今年は万博で沸く大阪を前に”脇役”感もあった我らが東京だが、この秋、「世界陸上」というビッグイベントが降ってきた。

オリンピックとは違って2年に一回の大会だから決してレア感のあるイベントではないし、時は選手が記録を狙うにも会場で観戦するにもはあまりに過酷な残暑真っ只中。さらに輪をかけて、引退したはずの織田裕二が暑苦しく再登場・・・ということで、先月末くらいに予告を見た時は、大して盛り上がらないんじゃないかな・・・と思っていたが、蓋を開けてみれば日を追うごとにヒートアップ。映像から伝わってくる国立競技場の地鳴りのような歓声に、いつもとは違う何かを感じた。

34年前には世界を席巻していたマラソンは、相変わらずの苦戦続き*1。

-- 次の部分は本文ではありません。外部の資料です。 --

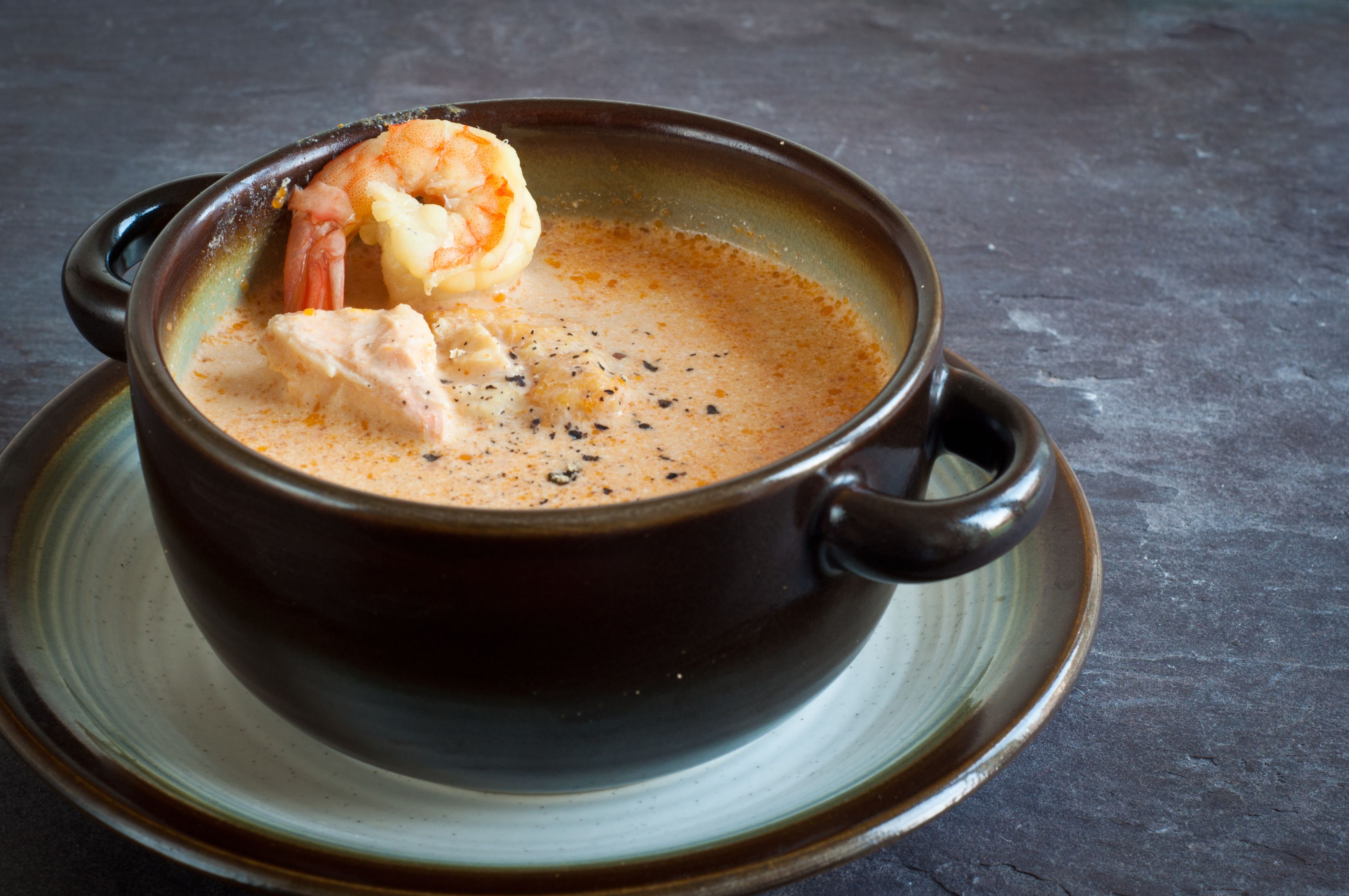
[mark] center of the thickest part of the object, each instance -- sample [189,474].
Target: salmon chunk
[377,365]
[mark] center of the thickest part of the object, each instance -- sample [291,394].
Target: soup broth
[711,362]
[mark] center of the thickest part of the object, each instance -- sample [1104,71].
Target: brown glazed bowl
[560,650]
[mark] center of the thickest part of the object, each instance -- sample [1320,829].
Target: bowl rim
[881,813]
[242,188]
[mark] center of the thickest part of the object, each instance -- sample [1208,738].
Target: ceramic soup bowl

その他の種目でも決して日本勢が爆発的な結果を出した、というわけではない。

ただ、女子3000m障害の予選で齋藤みう選手が日本新を出したことで、記録を17年間保持し続けた日本女子中距離界のレジェンド・早狩実紀選手の名前が蘇ったのは正直嬉しかったし、この「東京」の舞台で男子400m、中島佑気ジョセフ選手が決勝まで進出したことで、あの伝説の高野進選手の名前が度々取り上げられ、当時の記憶まで鮮明に蘇ってきた*2、というのは、自分の中での最大のハイライトだったような気がする。

そして、この国でもじわじわと排外主義が蔓延しそうな雰囲気になっている中で、それでもこの国が(ゆっくりだけど)長い時間をかけて育んできた”多様性”を象徴するようなアスリートたちが、国を代表して体を張る姿を見て、なんとも言えない清々しさと安堵感を抱いたのは、決して自分だけではないだろう。

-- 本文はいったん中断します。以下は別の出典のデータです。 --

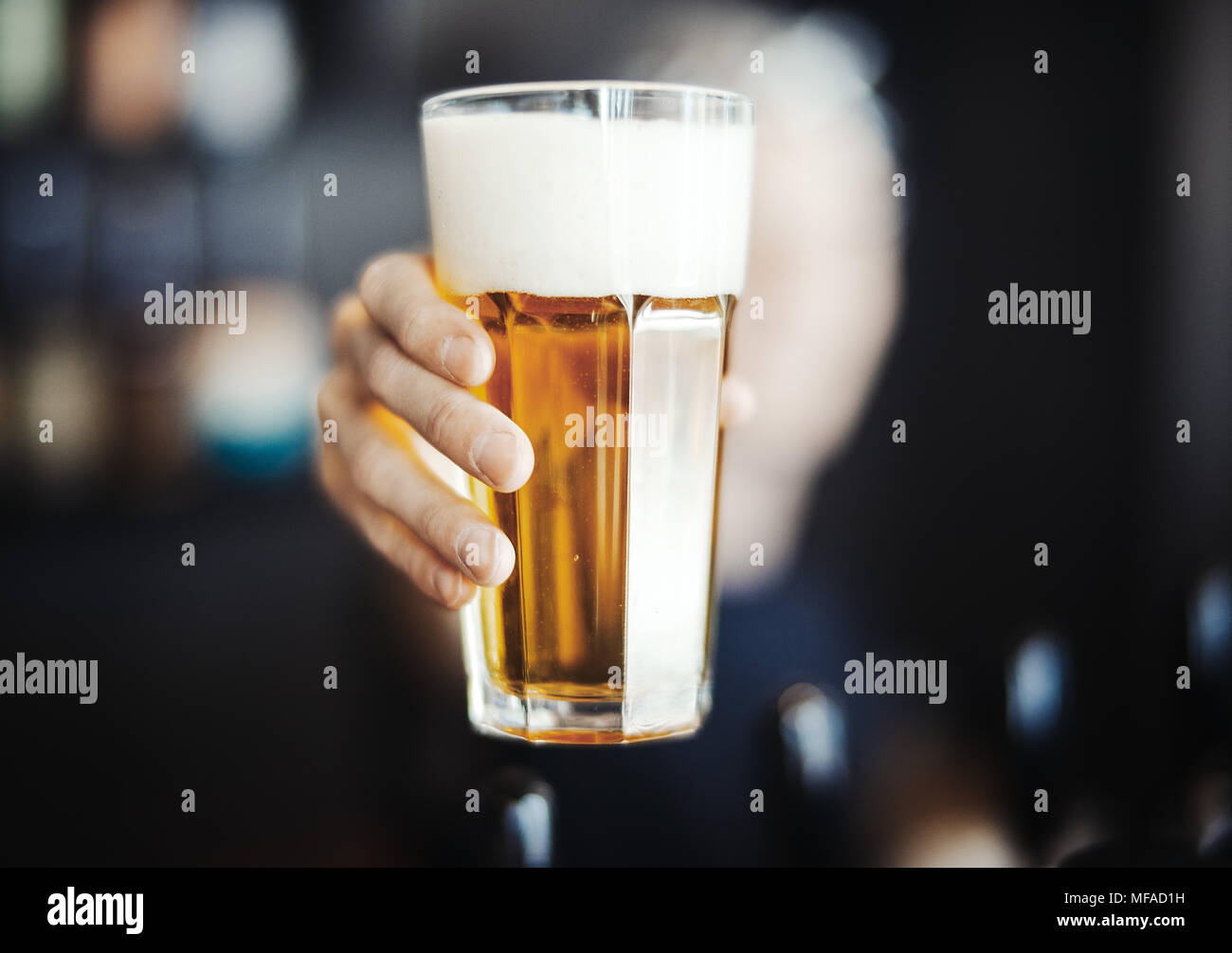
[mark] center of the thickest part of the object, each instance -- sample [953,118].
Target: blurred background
[210,677]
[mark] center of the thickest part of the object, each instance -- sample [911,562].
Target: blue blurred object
[1210,620]
[813,732]
[1036,687]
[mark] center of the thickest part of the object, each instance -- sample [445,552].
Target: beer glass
[598,230]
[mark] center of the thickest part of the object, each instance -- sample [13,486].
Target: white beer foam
[574,206]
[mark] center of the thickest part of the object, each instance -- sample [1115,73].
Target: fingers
[398,292]
[390,477]
[426,569]
[738,403]
[475,435]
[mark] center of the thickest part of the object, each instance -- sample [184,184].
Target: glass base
[550,720]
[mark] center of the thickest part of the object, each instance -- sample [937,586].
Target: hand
[401,350]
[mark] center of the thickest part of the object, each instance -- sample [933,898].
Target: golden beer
[602,633]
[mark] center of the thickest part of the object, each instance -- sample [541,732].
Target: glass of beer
[598,230]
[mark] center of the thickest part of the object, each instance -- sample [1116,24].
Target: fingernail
[485,555]
[463,360]
[494,455]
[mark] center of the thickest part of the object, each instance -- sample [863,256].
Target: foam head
[589,191]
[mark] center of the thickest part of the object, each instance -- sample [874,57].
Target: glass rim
[642,89]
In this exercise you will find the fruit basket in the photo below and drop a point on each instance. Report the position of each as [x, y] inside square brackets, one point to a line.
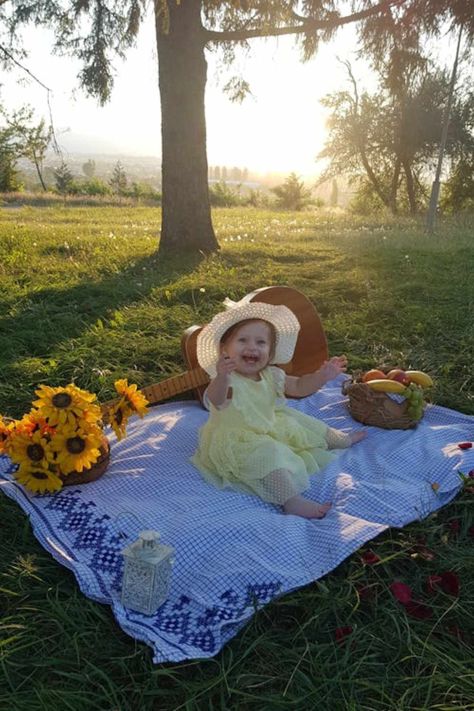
[392, 401]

この国にとっては、こういう積み重ねこそが大事なのだと思っている。


なお、連日盛り上がる会場の様子に反応して、「4年前のオリンピックを有観客でやっていれば・・・」と呟く声もあちこちで見かけたが、冒頭でも書いたように、9月の開催ですらこれだけ暑いのに、7~8月の開催がFIXしていた4年前の五輪で会場に観客をいれたところで、熱中症で搬送される人々がたくさん出てきただけじゃないのかな、と思わずにはいられない。

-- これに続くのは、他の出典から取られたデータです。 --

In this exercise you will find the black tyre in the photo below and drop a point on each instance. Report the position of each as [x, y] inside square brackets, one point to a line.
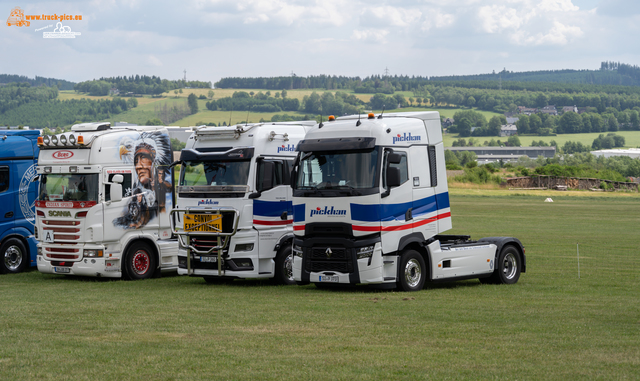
[140, 262]
[412, 273]
[284, 266]
[507, 269]
[15, 256]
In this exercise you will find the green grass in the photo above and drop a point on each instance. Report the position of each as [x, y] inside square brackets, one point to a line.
[551, 325]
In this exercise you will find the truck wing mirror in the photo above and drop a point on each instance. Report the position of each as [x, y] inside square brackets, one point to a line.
[394, 158]
[116, 191]
[393, 177]
[267, 176]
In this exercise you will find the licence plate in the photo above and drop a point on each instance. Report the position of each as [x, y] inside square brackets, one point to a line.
[209, 259]
[203, 223]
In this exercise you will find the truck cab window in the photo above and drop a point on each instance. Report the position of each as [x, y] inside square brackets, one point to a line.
[4, 179]
[126, 186]
[277, 177]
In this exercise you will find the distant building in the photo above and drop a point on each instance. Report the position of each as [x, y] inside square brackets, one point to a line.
[551, 110]
[492, 154]
[527, 110]
[633, 153]
[508, 130]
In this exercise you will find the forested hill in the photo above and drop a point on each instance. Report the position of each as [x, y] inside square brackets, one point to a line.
[610, 73]
[61, 84]
[138, 84]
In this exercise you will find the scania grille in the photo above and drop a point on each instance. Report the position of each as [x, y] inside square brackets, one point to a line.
[329, 259]
[61, 253]
[63, 231]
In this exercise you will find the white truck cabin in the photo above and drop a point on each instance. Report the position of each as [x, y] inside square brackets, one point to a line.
[370, 202]
[104, 201]
[233, 212]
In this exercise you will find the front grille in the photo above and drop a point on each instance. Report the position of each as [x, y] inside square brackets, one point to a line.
[339, 259]
[205, 243]
[61, 253]
[61, 230]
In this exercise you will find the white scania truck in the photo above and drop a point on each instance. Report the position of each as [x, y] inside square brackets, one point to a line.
[104, 201]
[370, 199]
[233, 213]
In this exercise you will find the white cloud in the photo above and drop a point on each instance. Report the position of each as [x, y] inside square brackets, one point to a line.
[370, 35]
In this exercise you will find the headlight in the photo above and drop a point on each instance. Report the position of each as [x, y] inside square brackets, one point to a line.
[244, 247]
[93, 253]
[365, 252]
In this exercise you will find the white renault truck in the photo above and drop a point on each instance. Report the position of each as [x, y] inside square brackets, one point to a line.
[370, 201]
[104, 201]
[233, 213]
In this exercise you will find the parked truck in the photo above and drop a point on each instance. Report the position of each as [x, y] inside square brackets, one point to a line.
[104, 201]
[370, 201]
[233, 213]
[18, 157]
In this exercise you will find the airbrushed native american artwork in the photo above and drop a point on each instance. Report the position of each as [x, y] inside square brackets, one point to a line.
[150, 152]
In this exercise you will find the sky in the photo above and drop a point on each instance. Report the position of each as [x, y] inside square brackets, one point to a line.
[213, 39]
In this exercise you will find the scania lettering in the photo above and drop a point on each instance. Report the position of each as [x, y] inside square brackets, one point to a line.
[370, 204]
[18, 190]
[104, 201]
[233, 212]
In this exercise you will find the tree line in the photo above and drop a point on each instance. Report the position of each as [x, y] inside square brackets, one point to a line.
[60, 84]
[136, 85]
[17, 94]
[55, 113]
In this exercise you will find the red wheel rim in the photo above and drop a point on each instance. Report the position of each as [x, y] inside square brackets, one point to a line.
[141, 262]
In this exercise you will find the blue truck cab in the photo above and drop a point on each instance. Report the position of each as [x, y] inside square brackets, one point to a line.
[18, 191]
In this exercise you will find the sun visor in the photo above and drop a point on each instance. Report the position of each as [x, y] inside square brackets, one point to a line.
[336, 144]
[241, 153]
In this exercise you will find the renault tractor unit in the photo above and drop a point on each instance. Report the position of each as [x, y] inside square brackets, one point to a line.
[104, 201]
[233, 213]
[370, 201]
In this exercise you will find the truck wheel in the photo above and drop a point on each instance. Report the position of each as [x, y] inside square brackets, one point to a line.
[507, 269]
[14, 256]
[412, 271]
[140, 262]
[284, 266]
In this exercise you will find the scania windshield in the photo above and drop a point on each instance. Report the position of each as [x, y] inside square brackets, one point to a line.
[331, 173]
[196, 173]
[69, 187]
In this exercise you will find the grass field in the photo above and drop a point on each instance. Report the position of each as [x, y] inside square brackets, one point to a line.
[560, 321]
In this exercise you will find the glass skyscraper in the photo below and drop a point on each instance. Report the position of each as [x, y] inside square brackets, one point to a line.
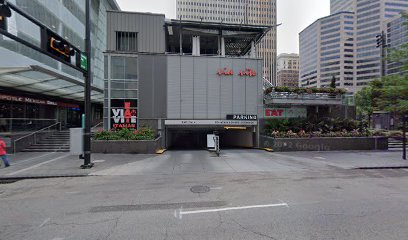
[34, 86]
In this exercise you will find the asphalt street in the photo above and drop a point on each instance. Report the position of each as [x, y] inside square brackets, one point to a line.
[244, 194]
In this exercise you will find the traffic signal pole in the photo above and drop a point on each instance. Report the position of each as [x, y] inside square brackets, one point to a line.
[88, 80]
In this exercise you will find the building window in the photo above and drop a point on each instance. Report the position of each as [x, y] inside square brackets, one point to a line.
[126, 41]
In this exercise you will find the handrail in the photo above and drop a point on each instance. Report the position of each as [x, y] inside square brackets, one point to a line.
[34, 133]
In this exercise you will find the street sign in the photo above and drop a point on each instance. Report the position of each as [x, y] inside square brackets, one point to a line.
[84, 62]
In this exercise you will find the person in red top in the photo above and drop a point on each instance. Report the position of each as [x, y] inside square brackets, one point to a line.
[3, 153]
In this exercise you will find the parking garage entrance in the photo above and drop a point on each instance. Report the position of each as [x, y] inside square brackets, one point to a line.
[233, 134]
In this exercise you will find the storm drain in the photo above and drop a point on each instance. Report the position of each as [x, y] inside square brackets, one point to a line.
[158, 206]
[199, 189]
[8, 181]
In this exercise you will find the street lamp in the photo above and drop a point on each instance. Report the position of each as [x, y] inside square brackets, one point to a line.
[88, 79]
[4, 9]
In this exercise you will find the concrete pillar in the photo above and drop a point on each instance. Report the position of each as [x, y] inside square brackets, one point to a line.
[196, 46]
[253, 50]
[223, 46]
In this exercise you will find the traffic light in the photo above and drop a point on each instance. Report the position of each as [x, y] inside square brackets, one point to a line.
[59, 47]
[380, 40]
[3, 23]
[4, 9]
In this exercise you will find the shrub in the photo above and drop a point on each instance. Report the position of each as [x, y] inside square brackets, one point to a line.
[144, 133]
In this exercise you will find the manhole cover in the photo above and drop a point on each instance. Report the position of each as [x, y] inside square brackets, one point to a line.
[199, 189]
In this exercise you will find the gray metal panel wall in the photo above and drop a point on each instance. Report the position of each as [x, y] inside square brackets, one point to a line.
[173, 87]
[152, 86]
[196, 91]
[149, 28]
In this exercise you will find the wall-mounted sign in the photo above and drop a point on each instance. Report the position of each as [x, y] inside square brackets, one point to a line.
[241, 117]
[248, 72]
[125, 116]
[225, 71]
[36, 101]
[229, 72]
[210, 122]
[285, 112]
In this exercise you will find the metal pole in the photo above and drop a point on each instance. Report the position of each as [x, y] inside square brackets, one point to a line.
[404, 137]
[88, 79]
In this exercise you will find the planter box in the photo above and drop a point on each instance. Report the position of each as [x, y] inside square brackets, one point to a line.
[324, 144]
[129, 147]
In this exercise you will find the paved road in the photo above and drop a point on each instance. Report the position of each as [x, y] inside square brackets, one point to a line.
[252, 195]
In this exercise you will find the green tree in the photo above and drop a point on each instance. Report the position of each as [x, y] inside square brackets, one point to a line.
[390, 93]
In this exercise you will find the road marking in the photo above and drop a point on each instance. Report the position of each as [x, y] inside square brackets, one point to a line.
[179, 213]
[37, 165]
[45, 222]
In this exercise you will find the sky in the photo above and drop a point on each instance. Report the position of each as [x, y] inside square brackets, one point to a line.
[295, 15]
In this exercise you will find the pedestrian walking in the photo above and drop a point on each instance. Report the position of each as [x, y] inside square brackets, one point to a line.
[3, 152]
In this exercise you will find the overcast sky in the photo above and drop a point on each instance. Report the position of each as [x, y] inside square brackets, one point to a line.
[294, 15]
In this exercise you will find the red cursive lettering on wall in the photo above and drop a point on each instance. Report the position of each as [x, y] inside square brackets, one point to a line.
[274, 112]
[225, 71]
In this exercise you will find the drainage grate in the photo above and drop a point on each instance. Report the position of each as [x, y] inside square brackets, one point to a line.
[199, 189]
[8, 181]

また、今回の観客のリアクションが、18年前の大阪で自分が体感したそれ*3と比べても格段に勝っていたように見えたのは、「”残念無念”の4年前の東京で中継にかじりついた結果、陸上の魅力に気づいた人が増えたから」ではないか?というのは、行き過ぎた仮説だろうか??

「開催できるかどうか」という瀬戸際で行われた苦渋の選択、そして、それを受けて、静まり返ったスタジアムの中でそれでも心を打つ戦いを繰り広げた全世界のアスリートの思いが、4年の時を超えてリアルな大声援に昇華した、と考えれば、あの時の選択も決して悪いものではなかったはずである。

34年前と同様、熱いバトルに惹きつけられながらも、とうとう最後まで会場には足を運べなかった自分。

「タイガースの優勝」並みの確率でしかこの国に順番が回ってこないイベントが次に日本に来るのはいつなのか、そしてその時、自分がどこで何をしているのか、ということは神のみぞ知る、の世界だが、もし再び、自分が生きている間に東京で世界陸上が行われることがあるとすれば、その時こそは会場で、おそらくはもっともっと多様性を増しているであろう日本選手団と、世界のトップアスリートたちが繰り広げる熱戦に喝采を送りたいと今は思っているところである。

*1:その代わりに競歩は今大会でもメダルを取ったが、事前の期待よりは一回りスケールダウンした結果だったような気がする。

*2:自分も元々競技で走っていた人間だから、91年世界陸上、92年バルセロナ五輪、と、高野選手のレースはテレビにかじりついて観ていたのだった。

*3:あまり盛り上がってないなぁ…というのが、はるばる長居まで足を運んだ自分の当時の正直な感想だった。